A 255 m long concrete dam blocks the river some 120 km west of Trelew. This dam, named after paleontologist Florentino Ameghino, was designed in 1943 by engineer Antonio Domingo Pronsato; work started on 19 April 1963. The artificial lake covers 70 km2. The plant, which uses a 56 m high waterfall with a flow of 150 m3/s and three turbines, provides energy to Pico Truncado, Caleta Olivia, Comodoro Rivadavia, and the lower Chubut Valley.

==History==
In the 19th century, Welsh settlers arrived in Chubut and established the colony Y Wladfa (Spanish:Colonia Gales) in the valley of the Chubut river. Today, the Welsh language and Welsh tea houses are common in several towns, many of which have Welsh names. Dolavon and Trelew are examples of Welsh towns.

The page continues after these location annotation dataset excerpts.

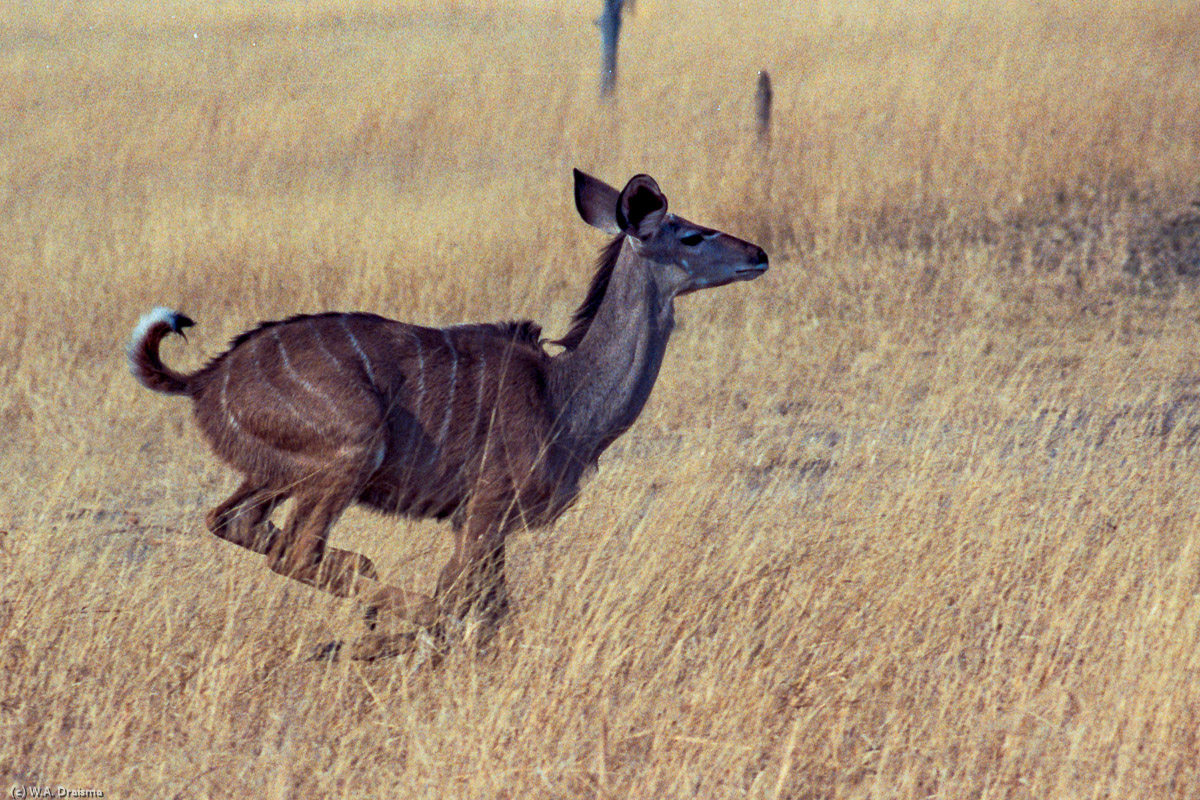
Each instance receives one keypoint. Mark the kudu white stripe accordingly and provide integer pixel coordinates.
(384, 395)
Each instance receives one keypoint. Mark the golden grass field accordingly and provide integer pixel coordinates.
(915, 515)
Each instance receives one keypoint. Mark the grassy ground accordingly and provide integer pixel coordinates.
(912, 516)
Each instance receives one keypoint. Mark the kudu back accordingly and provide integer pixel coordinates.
(477, 423)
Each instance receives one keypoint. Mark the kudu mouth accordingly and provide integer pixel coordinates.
(751, 271)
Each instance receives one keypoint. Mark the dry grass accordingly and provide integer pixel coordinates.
(912, 516)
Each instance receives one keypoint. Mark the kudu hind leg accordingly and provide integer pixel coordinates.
(244, 518)
(474, 577)
(301, 553)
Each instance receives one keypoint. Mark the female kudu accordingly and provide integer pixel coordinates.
(474, 422)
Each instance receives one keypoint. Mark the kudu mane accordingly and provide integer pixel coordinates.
(475, 422)
(587, 311)
(520, 331)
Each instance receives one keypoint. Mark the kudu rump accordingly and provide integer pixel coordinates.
(473, 422)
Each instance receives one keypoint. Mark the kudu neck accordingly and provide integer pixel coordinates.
(601, 385)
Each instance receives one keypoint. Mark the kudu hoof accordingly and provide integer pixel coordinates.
(369, 648)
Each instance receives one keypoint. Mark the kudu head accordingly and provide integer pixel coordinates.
(683, 256)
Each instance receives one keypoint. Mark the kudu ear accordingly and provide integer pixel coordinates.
(641, 206)
(597, 203)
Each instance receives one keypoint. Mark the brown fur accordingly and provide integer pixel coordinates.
(473, 422)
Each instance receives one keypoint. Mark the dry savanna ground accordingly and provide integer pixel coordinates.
(915, 515)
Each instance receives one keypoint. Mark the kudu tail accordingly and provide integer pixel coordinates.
(143, 352)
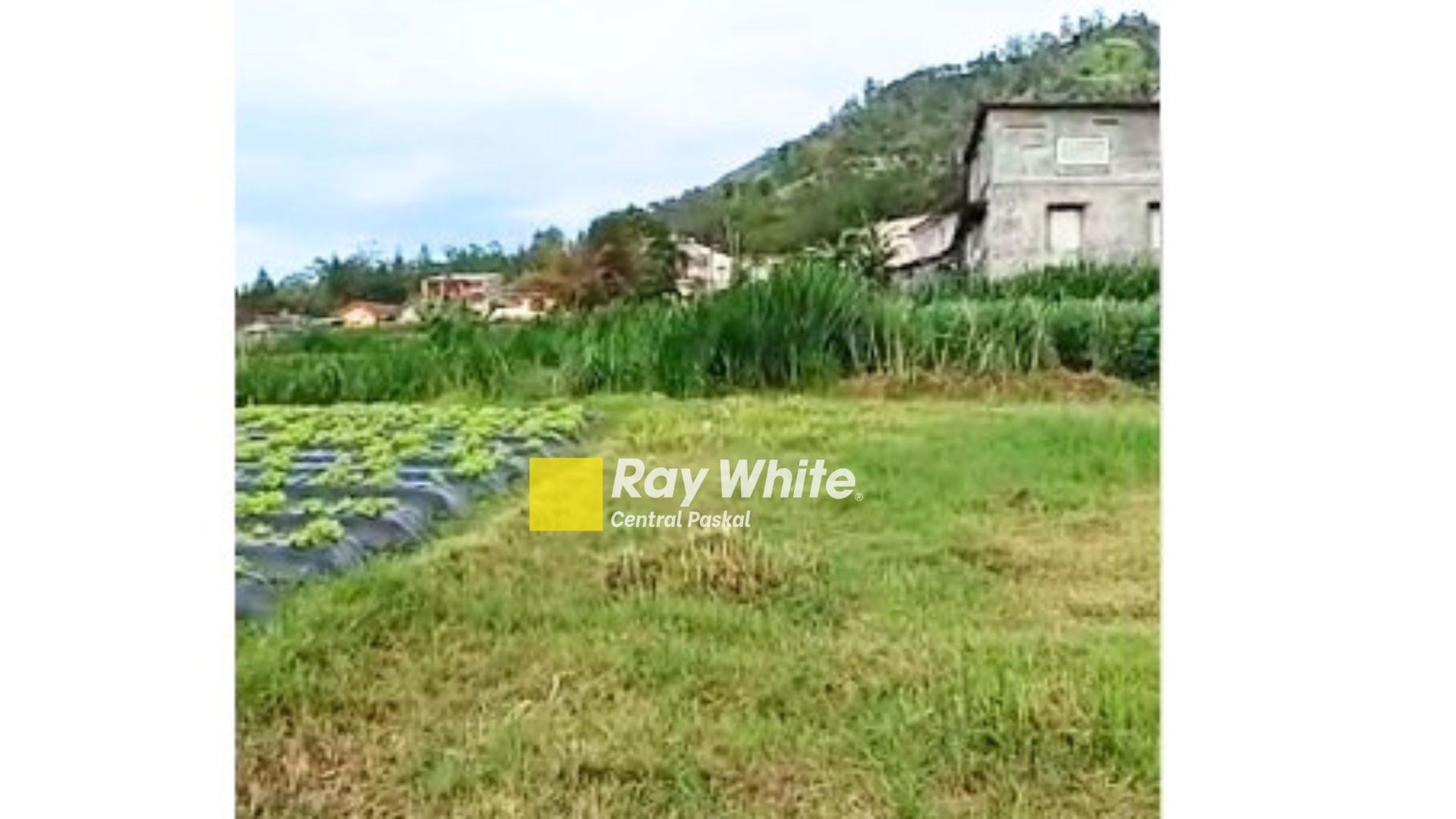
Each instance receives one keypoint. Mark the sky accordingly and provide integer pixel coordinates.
(392, 124)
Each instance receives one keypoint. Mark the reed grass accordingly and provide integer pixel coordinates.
(808, 325)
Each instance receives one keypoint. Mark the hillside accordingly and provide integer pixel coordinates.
(893, 150)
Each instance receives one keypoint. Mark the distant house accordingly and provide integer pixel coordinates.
(521, 305)
(369, 313)
(918, 243)
(470, 289)
(1060, 182)
(705, 269)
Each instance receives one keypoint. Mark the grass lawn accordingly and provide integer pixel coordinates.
(977, 636)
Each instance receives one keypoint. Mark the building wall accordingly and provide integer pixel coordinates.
(1024, 179)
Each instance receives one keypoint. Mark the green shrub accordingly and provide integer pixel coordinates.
(810, 323)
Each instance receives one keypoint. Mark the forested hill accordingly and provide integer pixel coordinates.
(893, 150)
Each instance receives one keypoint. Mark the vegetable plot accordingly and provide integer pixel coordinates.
(322, 489)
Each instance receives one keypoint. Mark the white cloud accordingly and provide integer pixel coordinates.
(456, 116)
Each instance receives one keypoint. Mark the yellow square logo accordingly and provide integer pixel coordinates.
(565, 495)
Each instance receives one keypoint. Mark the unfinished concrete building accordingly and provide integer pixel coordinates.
(1060, 182)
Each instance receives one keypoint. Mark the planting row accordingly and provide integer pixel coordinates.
(322, 489)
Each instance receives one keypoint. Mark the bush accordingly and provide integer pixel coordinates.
(810, 323)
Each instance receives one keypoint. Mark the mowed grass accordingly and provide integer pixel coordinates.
(977, 636)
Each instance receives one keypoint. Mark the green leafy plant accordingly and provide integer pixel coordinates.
(319, 531)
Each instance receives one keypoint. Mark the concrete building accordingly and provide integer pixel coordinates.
(705, 269)
(1060, 182)
(916, 243)
(357, 315)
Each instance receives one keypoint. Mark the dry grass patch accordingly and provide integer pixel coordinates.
(721, 563)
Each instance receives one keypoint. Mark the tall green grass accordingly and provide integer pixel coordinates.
(808, 325)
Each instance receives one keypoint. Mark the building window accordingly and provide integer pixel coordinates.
(1084, 150)
(1064, 228)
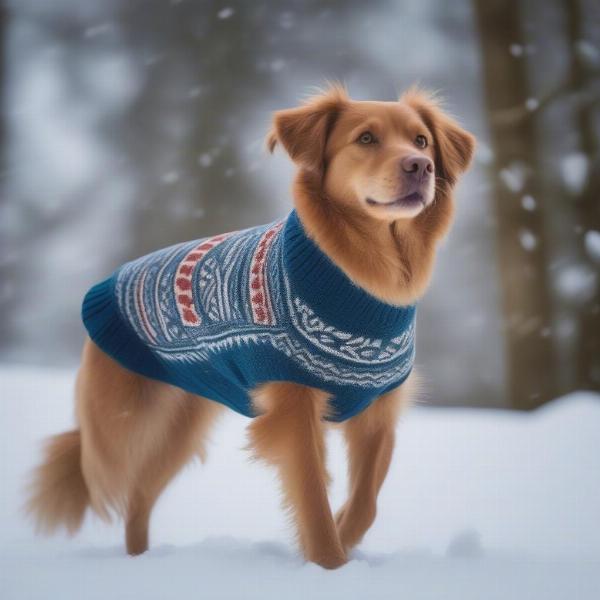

There are historical records of floods in the valley each year in the 1865–1884 period except 1866 and 1873, and then in 1899, 1901, 1902, 1904, 1923, 1932, 1939, 1944, 1945, 1946, 1949, 1950, 1951 and 1958. Flooding in the 1884–1901 period devastated most of all the town of Gaiman but also Rawson. As consequence Trelew that lied in a more protected position grew in importance.

Flooding was averted in 1893 by the construction of flood defenses. The Florentino Ameghino Dam has since its inauguration in 1963 regulated the flow of the river in the lower Chubut valley. The floods of 1899 and 1901 had a particularly strong impact on the nascent urban settlements. After the dam construction there were floods, many of them caused directly by local rains, in 1964, 1968, 1976, 1992, 1993, 1998, 1999, 2002, 2004, 2006, 2008, 2010 and 2017.